History of Austin, TX
Austin may be a lively city now, but it wasn’t always so. Many native tribes, including the Comanches, Lipan Apaches, and Tonkawas traveled and camped along the creeks for hundreds of years before the Spanish set up missions in the late 1700s. It wasn’t until the 1830s that the first white settlers arrived and named their village Waterloo. In 1839, Waterloo was proclaimed the capitol of the new Republic of Texas; however, a new city was quickly built in the wilderness and named after “the father of Texas,” Stephen F. Austin.

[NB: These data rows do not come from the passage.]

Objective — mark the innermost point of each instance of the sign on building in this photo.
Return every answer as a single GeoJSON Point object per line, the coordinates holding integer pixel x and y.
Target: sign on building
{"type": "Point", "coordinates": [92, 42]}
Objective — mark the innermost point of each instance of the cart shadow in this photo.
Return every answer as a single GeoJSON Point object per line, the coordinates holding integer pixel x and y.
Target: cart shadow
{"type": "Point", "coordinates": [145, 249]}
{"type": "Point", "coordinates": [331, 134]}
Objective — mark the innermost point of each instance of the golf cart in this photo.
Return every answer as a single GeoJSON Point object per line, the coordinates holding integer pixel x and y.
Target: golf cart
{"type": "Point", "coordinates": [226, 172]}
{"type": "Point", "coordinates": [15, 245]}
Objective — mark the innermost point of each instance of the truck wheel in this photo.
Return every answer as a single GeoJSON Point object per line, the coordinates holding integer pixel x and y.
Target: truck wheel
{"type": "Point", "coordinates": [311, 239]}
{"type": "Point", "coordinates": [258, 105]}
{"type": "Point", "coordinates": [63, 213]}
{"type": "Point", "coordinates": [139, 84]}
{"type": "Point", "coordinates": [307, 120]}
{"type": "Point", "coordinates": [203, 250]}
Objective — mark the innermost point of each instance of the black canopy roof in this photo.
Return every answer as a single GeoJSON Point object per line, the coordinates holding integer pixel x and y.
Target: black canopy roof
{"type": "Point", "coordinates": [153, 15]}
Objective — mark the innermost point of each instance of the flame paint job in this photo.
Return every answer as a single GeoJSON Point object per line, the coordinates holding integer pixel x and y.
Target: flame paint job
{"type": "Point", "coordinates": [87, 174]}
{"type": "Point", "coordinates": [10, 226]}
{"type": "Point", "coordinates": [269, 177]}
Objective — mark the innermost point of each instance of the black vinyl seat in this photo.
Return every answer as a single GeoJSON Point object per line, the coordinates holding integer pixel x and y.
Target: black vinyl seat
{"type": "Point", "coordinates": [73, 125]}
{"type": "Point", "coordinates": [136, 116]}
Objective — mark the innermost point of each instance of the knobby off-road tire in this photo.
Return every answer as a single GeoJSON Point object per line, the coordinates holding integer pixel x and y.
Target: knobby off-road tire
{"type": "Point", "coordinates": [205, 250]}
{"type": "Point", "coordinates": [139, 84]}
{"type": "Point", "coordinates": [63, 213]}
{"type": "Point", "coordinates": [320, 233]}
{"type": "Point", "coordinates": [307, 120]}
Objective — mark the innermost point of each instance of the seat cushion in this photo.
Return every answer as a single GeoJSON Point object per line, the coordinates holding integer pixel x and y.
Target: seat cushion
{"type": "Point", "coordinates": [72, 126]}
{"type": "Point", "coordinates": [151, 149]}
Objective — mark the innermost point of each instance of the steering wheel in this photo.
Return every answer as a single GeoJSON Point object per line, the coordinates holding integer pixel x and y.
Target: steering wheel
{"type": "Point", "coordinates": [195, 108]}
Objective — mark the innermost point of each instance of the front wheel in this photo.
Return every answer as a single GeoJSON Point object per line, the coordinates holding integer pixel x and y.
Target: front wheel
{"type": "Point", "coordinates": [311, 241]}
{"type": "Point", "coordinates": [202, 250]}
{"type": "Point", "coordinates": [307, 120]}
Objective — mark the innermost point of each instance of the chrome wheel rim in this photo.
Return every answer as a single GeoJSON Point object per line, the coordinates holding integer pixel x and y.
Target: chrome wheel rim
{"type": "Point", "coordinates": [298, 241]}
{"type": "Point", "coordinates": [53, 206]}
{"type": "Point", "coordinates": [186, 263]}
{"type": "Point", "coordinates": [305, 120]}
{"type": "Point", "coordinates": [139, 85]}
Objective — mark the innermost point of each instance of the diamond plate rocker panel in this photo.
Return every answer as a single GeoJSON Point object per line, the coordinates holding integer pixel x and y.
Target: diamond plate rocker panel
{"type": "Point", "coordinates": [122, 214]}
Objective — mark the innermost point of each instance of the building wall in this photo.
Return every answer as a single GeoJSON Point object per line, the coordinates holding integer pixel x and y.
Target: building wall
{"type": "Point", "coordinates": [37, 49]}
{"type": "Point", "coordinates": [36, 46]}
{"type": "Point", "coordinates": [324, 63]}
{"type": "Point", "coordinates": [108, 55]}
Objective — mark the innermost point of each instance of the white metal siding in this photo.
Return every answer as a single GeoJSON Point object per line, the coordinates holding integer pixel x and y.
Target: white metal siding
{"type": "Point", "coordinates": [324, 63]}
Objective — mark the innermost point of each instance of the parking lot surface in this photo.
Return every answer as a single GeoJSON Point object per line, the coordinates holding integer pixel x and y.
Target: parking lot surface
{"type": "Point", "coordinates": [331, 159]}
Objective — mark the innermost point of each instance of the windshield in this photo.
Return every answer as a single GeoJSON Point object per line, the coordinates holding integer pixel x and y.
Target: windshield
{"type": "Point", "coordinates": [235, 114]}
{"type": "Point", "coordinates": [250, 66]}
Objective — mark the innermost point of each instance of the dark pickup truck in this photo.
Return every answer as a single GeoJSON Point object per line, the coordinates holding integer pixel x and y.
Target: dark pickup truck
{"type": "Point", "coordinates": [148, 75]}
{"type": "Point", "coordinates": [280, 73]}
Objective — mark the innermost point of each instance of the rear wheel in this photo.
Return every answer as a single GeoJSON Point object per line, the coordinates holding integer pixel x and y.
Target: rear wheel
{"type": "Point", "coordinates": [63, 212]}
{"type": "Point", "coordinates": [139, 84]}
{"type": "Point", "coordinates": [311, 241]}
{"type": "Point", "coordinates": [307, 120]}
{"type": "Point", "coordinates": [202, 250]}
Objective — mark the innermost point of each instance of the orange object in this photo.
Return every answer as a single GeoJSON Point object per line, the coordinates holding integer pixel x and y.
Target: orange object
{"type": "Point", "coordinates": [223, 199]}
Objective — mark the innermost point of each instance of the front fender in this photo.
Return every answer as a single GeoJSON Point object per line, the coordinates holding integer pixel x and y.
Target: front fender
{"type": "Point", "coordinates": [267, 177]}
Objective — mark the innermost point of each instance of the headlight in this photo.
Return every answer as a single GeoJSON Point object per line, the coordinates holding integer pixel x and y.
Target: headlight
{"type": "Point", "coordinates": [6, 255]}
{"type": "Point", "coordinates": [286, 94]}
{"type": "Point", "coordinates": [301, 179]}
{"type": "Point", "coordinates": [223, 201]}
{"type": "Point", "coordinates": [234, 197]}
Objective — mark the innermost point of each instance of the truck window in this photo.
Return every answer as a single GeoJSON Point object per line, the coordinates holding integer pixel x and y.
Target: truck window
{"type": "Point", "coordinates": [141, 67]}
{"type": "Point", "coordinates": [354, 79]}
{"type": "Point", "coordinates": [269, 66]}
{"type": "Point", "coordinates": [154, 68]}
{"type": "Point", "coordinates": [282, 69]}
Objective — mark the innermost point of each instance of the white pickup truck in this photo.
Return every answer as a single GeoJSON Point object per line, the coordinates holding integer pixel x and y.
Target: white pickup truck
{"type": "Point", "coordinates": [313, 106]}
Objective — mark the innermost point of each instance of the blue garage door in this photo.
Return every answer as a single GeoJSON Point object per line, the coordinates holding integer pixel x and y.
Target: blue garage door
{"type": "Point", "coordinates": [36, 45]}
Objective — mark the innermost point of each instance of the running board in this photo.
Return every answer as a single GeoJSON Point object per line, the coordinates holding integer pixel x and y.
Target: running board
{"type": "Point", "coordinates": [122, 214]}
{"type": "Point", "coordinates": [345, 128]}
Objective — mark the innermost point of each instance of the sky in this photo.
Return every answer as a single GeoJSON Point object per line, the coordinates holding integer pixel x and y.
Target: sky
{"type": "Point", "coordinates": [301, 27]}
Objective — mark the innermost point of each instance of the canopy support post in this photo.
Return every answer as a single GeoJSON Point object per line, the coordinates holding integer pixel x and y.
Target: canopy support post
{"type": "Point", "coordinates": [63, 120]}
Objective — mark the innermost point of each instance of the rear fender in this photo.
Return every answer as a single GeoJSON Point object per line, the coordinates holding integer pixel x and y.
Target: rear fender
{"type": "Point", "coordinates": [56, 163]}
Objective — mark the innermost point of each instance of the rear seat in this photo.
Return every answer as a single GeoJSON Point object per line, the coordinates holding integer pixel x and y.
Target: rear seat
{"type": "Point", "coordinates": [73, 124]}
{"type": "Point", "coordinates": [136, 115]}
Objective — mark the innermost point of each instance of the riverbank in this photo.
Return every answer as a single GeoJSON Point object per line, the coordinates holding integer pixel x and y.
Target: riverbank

The entire government of Texas arrived from Houston in October 1839, and from there the village grew, officially becoming a city in 1880.
From the construction of the Great Granite Dam on the Colorado River in 1893 to research laboratories and think tanks emerging in the 1950s, Austin has long been a revolutionary place known for its cultural life and technological innovations. Rapid growth in the 1970s led Austin into being the metro area it is today, with plenty of bars, wedding venues, parks, event venues, restaurants, and dining clubs.
The Texas Capitol was once considered the 7th largest building in the world. In 1970, it was added to the National Register of Historic Places and was finally recognized as a National Historic Landmark in 1986. The building itself is an impressive feat, featuring a rectangular base with a four-story central block, symmetrical three-story wings, and a central dome rising in the middle. A central rotunda features art, with portraits of all the past presidents from Texas and all the former governors from the Republic of Texas. When you visit Austin, you’ll definitely want to make sure a tour of the Texas Capitol is on your to-do list.